= Andrea Rusnock =

American historian

Andrea Rusnock is a professor of history at the University of Rhode Island. She has published two books and numerous articles on science and medicine in the Enlightenment, quantification, public health and the environment, and the history of vaccination. Her work has been reviewed in Medical History: An International Journal for the History of Medicine and Related Sciences, EH.net of the Economic History Association, and The American Historical Review.

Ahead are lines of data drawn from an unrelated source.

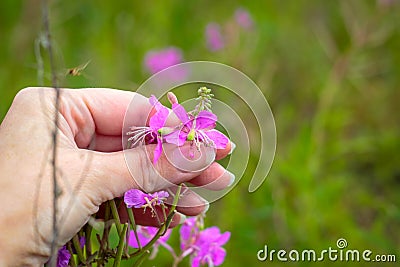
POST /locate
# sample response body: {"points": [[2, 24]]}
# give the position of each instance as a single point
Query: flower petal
{"points": [[219, 139], [206, 119], [143, 238], [187, 231], [63, 257], [180, 112], [134, 198], [196, 261], [158, 120], [223, 238], [178, 138], [217, 255]]}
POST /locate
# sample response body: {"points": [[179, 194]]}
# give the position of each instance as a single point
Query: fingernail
{"points": [[182, 218], [231, 177], [206, 208], [233, 146]]}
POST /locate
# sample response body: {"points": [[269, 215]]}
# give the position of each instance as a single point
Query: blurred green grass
{"points": [[329, 70]]}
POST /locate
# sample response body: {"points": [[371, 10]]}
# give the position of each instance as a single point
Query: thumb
{"points": [[115, 173]]}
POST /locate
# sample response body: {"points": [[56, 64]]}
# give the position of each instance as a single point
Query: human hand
{"points": [[91, 167]]}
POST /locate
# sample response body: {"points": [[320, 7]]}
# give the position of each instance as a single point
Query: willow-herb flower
{"points": [[198, 129], [138, 199], [205, 247], [155, 131], [63, 257]]}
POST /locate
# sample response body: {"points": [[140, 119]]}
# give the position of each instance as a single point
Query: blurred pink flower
{"points": [[157, 60], [137, 199], [243, 18], [205, 247], [215, 40]]}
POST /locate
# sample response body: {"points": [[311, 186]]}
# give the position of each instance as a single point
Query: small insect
{"points": [[77, 71]]}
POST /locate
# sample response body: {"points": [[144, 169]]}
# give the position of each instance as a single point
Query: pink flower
{"points": [[197, 128], [138, 199], [205, 247], [243, 18], [155, 130], [158, 60], [215, 40]]}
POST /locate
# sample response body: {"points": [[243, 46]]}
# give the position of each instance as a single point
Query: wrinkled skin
{"points": [[91, 167]]}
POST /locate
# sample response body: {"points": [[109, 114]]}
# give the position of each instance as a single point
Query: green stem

==Education and background==
Rusnock earned her BA from Brown University in 1982. She then attended Princeton University, where she earned her MA in 1985 and her PhD in 1990.

==Publications==
- 1996: The Correspondence of James Jurin (1684–1750), Physician and Secretary to the Royal Society, edited with an introduction, notes, and calendar of correspondence, Wellcome Institute Series in the History of Medicine (Amsterdam and Atlanta: Rodopi). ISBN 9042000473.
- 2002: Vital Accounts: Quantifying Health and Population in Eighteenth-Century England and France (Cambridge University Press). ISBN 0521803748.

==Awards==
- 2006-2007: URI Center for the Humanities Faculty Sabbatical Fellowship, for her project "The Birth of Vaccination."
- 2013: American Council of Learned Societies Fellowship for her project The Birth of Vaccination: An Environmental History.
- 2014: Winner of the Award for Scholarly Works in Biomedicine and Health/Publications, US Department of Health and Human Services.